On Thursday evening, a Facebook bug accidentally exposed the people who are posting on climate crisis spokesperson Greta Thunberg’s Facebook page: her dad Svantes Thunberg, and a climate crisis activist located in India named Adarsh Prathap.

Wired Magazine reported the glitch which “allowed anyone to easily reveal which accounts posted to Facebook Pages—including celebrities and politicians—for several hours.”

According to Wired, “All it took to exploit the bug was opening a target page and checking the edit history of a post. Facebook mistakenly displayed the account or accounts that made edits to each post, rather than just the edits themselves.”

The Swedish teen still claims that she wrote everything on her Facebook page, and then Prathap or her dad posted it for her.
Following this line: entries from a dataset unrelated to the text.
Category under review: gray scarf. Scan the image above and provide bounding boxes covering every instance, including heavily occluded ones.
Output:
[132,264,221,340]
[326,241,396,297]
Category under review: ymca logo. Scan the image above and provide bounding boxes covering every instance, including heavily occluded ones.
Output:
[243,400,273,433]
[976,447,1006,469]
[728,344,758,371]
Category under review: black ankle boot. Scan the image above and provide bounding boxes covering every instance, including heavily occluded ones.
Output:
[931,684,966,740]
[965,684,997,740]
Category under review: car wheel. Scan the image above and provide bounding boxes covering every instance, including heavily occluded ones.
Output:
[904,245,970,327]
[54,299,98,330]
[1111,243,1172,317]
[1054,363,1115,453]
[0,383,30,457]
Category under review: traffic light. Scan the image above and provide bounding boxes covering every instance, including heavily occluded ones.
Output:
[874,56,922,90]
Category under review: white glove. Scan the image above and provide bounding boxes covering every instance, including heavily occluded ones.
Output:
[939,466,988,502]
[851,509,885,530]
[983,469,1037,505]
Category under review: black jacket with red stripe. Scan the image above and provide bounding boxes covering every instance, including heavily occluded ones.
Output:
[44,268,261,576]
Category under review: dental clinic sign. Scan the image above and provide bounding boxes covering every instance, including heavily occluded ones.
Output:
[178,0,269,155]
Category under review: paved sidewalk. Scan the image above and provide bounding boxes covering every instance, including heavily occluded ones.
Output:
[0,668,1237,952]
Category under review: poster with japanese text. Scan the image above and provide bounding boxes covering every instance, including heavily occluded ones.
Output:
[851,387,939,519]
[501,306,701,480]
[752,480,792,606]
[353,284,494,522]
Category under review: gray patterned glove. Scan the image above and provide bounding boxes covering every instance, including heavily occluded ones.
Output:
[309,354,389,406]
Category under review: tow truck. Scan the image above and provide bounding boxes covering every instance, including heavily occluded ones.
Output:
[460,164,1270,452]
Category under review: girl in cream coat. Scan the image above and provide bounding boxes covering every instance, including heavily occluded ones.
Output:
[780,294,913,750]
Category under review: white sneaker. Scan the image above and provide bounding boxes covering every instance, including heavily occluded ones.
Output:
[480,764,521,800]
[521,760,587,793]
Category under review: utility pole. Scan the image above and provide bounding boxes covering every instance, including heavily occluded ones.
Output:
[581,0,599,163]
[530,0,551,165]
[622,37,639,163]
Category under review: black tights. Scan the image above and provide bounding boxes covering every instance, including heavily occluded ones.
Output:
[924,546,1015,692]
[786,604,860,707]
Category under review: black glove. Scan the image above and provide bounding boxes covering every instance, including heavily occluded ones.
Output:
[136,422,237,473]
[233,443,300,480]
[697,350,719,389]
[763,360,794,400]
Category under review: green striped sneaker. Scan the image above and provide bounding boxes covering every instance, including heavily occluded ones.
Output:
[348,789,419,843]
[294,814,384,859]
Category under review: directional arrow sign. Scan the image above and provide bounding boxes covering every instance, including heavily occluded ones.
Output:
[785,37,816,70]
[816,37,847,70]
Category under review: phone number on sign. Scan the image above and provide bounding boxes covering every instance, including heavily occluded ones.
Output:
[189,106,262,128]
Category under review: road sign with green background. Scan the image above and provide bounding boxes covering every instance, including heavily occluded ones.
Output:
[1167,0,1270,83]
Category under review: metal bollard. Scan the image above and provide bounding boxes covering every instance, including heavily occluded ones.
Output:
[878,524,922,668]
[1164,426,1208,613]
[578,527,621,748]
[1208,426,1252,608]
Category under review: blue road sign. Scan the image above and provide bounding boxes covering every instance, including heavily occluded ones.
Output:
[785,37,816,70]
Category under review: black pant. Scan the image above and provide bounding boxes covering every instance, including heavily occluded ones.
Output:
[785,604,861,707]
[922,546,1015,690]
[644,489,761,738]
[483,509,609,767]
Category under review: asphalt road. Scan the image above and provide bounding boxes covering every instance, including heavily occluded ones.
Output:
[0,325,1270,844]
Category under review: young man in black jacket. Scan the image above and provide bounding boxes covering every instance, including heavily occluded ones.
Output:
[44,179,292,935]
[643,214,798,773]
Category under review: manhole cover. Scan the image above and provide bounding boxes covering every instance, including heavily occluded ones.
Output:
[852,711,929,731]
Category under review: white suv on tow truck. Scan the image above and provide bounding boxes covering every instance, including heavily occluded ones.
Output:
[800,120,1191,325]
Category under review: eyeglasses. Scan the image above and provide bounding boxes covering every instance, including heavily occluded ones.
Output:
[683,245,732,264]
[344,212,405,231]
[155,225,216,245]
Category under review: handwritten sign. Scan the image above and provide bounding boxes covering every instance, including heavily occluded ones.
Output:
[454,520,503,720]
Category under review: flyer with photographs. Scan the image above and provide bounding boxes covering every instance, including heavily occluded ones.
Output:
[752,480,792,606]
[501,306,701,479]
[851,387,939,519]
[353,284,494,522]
After screenshots appeared on Imgur, 4chan, and social media revealing her dad and Prathap’s Facebook accounts were posting for Greta, the Swedish teen (or her dad or Prathap) posted an explanation:

“Some people have been asking who manages this page. First of all, since last spring I only use Facebook to repost what I write on my Twitter and Instagram accounts. Since I have chosen not to be on Facebook personally ( I tried early on but decided it wasn’t for me) I use my father Svantes account to repost content, because you need an account to moderate a Facebook page. The rest that is shared on Facebook is reposted from Twitter and Instagram by the guy who founded the Greta Thunberg Facebook page long before I knew it existed. His name is Adarsh Prathap and he lives in India. Since a lot of people thought it was my official page in the beginning I asked if I could co-manage it and he said yes. All texts posted on my Facebook page has of course been written by me, just like everything else.”

Facebook’s statement about the glitch read: “We quickly fixed an issue where someone could see who edited or published a post on behalf of a Page when looking at its edit history. We are grateful to the security researcher who alerted us to this issue.”